During neurootological examinations and while evaluating test results, examiners must consider a child’s age, development, and cooperation throughout the tests. Several neurootological tests can be used: vestibular tests, vestibuloocular reaction, oculomotor tests, vestibulospinal tests, visuovestibular interaction analysis, and visuoproprioceptive interaction analysis.

Various causes can trigger vertigo. They include different types of nystagmus, disturbances of the labyrinth and central vestibular structures; lesions in the visual and vestibulospinal systems caused by heredity or by toxic agents; and brain tumors, meningitis, encephalitis, otitis, fistulas of the labyrinth or head trauma, and the like.

In the Ear, Nose and Throat Clinic of Brno, a total of 400 patients were listed with diagnosed Meniere's disease. These patients' ages ranged between 7 and 79 years (190 males [47.5%] and 210 females [52.5%]). The maximum appearance of Meniere's disease occurred during the fifth and sixth decades of life.

However, of this group of patients, eleven (2 .75%) were children aged between 7 and 15 years: three 7-year-olds, three 9-yearolds, and five 15-year-olds. All 11 children showed the typical history of rotatory-type vertigo attacks lasting a few hours, with fluctuating hearing disorders and tinnitus. The older children also reported feelings of fullness in the affected ear. Additional symptoms during the attacks were nausea and vomiting.
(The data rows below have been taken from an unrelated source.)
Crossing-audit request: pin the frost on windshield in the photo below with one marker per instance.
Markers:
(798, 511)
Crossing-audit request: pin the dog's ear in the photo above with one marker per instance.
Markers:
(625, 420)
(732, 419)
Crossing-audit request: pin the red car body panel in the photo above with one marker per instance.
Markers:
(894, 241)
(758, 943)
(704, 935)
The audiological findings showed fluctuating hearing loss on one side. In cases in which children were able to explain, researchers discovered that tinnitus was most apparent in the lower frequencies. The electronystagmography showed mainly dysrhythmical nystagmus patterns, with the tendency to hyperreflexia on the affected side. Spontaneous eye movements were not systematically directed to one side. The complex diagnostic workup, including neurology, ophthalmology, internal medicine, and computed tomography, showed no pathological findings.
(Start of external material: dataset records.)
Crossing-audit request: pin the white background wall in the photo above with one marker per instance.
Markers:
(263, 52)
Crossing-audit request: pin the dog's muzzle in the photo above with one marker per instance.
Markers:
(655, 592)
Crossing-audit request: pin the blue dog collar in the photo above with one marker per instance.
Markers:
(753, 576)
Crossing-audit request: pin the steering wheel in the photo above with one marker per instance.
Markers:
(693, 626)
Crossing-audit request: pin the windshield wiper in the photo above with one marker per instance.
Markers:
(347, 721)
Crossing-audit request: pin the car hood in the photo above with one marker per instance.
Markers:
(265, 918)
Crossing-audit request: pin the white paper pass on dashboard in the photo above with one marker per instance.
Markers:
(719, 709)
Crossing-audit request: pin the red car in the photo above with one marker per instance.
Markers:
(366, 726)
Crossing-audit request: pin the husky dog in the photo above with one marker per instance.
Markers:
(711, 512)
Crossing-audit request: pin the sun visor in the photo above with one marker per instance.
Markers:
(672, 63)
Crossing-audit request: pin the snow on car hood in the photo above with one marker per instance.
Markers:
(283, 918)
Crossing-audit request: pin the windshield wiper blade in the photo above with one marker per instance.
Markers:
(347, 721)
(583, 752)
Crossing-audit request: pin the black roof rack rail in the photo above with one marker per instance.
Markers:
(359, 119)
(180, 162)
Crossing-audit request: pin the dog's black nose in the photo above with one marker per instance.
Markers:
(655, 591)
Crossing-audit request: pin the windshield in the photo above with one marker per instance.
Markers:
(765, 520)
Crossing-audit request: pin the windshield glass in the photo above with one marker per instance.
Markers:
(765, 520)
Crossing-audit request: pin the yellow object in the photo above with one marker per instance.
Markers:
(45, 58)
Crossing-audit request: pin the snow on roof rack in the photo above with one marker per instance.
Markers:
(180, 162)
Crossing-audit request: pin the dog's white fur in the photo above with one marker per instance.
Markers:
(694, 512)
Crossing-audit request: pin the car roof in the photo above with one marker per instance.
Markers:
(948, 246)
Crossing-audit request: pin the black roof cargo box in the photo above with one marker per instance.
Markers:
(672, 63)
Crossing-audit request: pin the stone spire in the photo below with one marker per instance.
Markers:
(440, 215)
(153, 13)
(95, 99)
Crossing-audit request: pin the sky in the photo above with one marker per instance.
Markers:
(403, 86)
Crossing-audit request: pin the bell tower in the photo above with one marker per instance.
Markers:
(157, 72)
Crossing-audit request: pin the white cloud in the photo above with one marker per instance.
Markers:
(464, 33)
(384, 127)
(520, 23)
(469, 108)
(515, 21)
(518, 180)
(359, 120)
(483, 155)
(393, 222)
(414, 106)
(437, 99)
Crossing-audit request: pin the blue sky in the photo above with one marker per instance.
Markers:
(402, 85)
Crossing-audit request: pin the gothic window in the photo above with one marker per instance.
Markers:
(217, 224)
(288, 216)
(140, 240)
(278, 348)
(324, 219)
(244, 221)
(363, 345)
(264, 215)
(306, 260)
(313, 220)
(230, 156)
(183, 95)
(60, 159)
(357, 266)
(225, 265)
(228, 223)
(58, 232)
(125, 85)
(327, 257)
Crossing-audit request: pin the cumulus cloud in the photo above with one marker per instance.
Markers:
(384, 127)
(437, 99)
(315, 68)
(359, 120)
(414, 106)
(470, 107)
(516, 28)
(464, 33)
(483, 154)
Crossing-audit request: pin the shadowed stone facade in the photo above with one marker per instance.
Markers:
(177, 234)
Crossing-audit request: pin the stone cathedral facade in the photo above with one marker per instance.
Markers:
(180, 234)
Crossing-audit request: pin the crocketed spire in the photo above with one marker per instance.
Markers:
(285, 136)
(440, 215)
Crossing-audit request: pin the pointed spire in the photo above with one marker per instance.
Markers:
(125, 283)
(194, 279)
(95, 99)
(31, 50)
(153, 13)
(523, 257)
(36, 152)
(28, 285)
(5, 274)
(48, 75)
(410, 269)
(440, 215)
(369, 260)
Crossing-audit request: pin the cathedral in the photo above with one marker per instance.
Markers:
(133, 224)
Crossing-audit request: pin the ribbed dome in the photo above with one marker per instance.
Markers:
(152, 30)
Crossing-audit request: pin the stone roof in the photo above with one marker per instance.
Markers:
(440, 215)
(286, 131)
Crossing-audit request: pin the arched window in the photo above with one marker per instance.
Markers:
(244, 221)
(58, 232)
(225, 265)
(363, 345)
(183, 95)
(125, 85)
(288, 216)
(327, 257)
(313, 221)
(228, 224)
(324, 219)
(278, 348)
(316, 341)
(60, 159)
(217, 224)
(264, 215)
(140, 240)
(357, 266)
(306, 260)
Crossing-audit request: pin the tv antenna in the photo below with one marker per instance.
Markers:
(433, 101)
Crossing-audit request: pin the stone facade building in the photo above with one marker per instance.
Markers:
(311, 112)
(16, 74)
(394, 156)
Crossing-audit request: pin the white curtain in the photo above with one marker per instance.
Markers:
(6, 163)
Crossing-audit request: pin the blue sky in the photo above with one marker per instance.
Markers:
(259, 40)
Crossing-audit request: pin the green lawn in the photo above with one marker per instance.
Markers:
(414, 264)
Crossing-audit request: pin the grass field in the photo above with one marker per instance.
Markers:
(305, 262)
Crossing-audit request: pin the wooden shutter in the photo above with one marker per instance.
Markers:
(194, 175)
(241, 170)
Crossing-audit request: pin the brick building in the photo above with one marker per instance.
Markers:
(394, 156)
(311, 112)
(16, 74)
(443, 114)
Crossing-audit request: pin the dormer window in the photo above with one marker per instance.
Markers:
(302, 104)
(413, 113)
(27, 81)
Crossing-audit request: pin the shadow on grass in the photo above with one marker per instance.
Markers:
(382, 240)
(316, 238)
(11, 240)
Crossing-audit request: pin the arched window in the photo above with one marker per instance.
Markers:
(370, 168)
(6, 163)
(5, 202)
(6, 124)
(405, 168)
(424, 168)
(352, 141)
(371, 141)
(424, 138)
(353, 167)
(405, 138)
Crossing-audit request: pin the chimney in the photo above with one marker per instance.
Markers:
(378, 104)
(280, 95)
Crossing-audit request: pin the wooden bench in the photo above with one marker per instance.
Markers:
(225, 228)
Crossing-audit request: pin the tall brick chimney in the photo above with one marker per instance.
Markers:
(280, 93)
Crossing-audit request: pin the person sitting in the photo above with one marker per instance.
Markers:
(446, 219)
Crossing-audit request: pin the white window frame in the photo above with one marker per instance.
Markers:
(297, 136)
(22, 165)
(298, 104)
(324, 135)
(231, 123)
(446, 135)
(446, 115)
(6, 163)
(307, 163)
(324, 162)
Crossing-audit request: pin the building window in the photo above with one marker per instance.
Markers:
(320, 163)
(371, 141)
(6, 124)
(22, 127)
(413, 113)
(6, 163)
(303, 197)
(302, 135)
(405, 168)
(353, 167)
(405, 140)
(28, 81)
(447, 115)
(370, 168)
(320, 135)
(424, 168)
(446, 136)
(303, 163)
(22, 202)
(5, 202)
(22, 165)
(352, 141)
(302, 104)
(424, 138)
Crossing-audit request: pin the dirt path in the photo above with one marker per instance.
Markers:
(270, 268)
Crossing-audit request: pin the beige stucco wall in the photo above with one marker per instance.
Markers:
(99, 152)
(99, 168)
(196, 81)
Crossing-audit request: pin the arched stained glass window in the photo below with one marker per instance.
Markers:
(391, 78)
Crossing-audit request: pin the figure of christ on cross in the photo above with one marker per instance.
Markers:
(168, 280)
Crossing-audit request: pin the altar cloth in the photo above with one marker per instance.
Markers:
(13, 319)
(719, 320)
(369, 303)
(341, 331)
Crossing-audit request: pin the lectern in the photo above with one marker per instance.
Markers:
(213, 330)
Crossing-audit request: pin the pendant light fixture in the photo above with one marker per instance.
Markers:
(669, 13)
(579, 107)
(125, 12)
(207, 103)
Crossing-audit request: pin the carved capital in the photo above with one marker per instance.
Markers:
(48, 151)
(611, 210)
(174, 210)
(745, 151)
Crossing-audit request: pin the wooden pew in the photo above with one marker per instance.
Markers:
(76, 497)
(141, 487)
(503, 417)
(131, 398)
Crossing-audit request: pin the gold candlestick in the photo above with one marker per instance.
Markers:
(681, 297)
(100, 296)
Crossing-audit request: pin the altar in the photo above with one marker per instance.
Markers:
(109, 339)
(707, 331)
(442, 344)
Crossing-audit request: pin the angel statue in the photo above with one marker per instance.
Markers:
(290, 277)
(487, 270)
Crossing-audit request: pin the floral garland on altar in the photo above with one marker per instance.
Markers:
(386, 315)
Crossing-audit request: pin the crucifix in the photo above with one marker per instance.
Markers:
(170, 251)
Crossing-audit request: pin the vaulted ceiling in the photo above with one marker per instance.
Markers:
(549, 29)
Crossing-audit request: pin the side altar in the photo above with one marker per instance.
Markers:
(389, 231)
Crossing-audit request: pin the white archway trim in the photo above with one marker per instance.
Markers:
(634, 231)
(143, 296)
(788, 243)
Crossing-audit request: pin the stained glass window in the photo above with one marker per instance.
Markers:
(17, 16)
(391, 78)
Treatment in children with Meniere's disease should include a dietary plan , supplementing with the vitamin B complex, sedatives and tranquilizers (depending on an affected child's complaints), and vasoactive drugs. The authors also recommend looking at the consequences of the disease for further development of an affected child (to take into consideration the selection of the child's future occupation).